Before class I got ahold of Harvey and copied his homework. Harvey normally didn’t care that I kept things close to the vest, but he was still human. He did sometimes betray a casual interest.

“I called your cell this morning but it went straight to voice mail.”

“You did?”

“Yeah. I was on my way to Starbucks and wanted to check in, see if you wanted something.”

“Sorry. I didn’t even hear it ring.” I didn’t remember putting my cell in one of my pockets, but I patted them down anyway just to make sure. I figured I must have left it in my backpack.

“No problem. You were probably on the other line with 1-800-HOT-GIRLS or something.”

I smiled and shrugged. “I can never get Natasha to shut up. I keep telling her I’ve got to go to school, but she won’t let me off.”

“Imaginary girlfriends are such a drag.”

He grinned and held up a sketch he’d been working on of Phyllis, our physics instructor, complete with horns and a tail. “Nice, huh?”

“Perfect likeness. Except that you forgot the fangs.”

In AP physics, just as we were sitting down to a chapter on vectors, a slip came for me via the office aide. This time it was yellow, which meant that I had been summoned to the principal’s office, to see Finch.

Back when Finch was only the vice principal, he spent most of his time devising a scheme to oust Dr. Darling, his predecessor, whose outward hostility and indifference toward all students made it abundantly clear that he had no intention of living up to the tender disposition that his name suggested.
I never officially met Darling, but many of my earliest Brighton memories are shadowed by Finch’s presence. Eventually, Darling retired, and there I was, heading to meet with Finch in the principal’s office, just as he’d always dreamed.

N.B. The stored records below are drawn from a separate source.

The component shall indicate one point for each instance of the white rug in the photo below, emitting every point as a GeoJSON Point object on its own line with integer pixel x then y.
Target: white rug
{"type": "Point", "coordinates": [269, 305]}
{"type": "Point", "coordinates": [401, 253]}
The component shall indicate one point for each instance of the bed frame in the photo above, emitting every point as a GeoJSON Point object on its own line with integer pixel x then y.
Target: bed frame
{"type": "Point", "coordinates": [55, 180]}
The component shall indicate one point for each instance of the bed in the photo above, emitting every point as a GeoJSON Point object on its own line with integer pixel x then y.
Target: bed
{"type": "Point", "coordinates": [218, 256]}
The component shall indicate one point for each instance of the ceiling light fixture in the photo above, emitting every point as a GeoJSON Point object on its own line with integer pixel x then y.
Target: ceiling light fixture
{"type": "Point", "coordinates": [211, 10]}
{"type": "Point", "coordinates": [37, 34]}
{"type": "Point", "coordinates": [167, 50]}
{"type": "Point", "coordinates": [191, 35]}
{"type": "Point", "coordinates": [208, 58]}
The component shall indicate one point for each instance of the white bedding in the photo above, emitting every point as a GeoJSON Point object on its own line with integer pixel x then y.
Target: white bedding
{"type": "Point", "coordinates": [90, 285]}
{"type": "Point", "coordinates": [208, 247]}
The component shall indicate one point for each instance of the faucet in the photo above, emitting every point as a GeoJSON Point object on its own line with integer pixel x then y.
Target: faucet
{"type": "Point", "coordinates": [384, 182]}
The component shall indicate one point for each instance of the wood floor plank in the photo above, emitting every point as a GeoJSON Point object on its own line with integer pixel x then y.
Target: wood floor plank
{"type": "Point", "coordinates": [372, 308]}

I handed my slip to the receptionist, who barely looked up from her computer screen. “He’s waiting for you,” she said. “Just a heads-up, he doesn’t look happy.”

“What’s new?”

I barreled into Finch’s office unannounced and planted myself in front of his desk. “If this is about my grades, I remember our three-hour parent-teacher conference last June and I am perfectly aware that my GPA is on eagle-eyed watch. Now that I’ve boiled this scolding down to its essential elements, am I free to go?” I knew I was just asking for trouble, talking to Finch like that, but my relationship with His Majesty, King of Brighton, was unusual. My stint as his program mentee had forged a more casual, almost familial bond between us, one that I had simultaneously resented and exploited since leaving the program.

Finch looked up, not amused. “Sit down, Neily.”

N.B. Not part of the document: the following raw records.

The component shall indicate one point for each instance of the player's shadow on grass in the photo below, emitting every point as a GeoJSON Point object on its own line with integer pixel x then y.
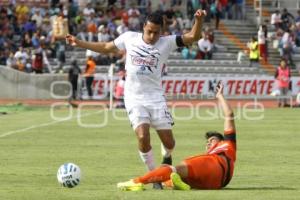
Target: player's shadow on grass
{"type": "Point", "coordinates": [260, 188]}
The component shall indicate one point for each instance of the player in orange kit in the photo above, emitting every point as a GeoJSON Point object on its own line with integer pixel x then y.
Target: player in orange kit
{"type": "Point", "coordinates": [212, 170]}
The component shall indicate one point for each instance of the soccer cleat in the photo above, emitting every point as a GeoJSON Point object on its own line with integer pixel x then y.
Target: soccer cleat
{"type": "Point", "coordinates": [130, 186]}
{"type": "Point", "coordinates": [157, 186]}
{"type": "Point", "coordinates": [178, 183]}
{"type": "Point", "coordinates": [167, 160]}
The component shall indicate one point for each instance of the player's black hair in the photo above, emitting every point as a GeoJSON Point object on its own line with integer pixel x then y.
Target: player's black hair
{"type": "Point", "coordinates": [155, 18]}
{"type": "Point", "coordinates": [210, 134]}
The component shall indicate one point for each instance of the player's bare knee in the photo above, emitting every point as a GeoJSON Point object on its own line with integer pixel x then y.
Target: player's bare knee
{"type": "Point", "coordinates": [170, 144]}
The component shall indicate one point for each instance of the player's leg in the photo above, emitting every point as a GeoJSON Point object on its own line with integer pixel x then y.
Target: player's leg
{"type": "Point", "coordinates": [158, 175]}
{"type": "Point", "coordinates": [167, 145]}
{"type": "Point", "coordinates": [144, 146]}
{"type": "Point", "coordinates": [162, 174]}
{"type": "Point", "coordinates": [176, 177]}
{"type": "Point", "coordinates": [162, 121]}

I flopped down in a chair. “So I can assume that something other than my ‘disappointing academic performance’ last year earned me a yellow slip this morning?”

“I found out about your little episode last weekend,” Finch told me, scrawling his name on a piece of paper and putting it aside.

“From who?”

“Your father.”

“Figures.” I leaned back and stared at the ceiling.

“He’s very worried about you and thought that I, as your mentor, should know about it.”

“Jesus, you’re not my mentor, Finch. It was nothing. A blip. I wasn’t getting any sleep and I just fell off the grid for, like, a day. But I’m back, and I’m fine, and I even completed all of my summer assignments, so unless you called me in here to give me a gold star and a pat on the back for finally listening to you, I’d like to return to class now. I’m missing vectors.”

“I should think that your mental health would be more of a priority to you under the circumstances, Neily. Aren’t you sick of parading around like what happened doesn’t bother you?”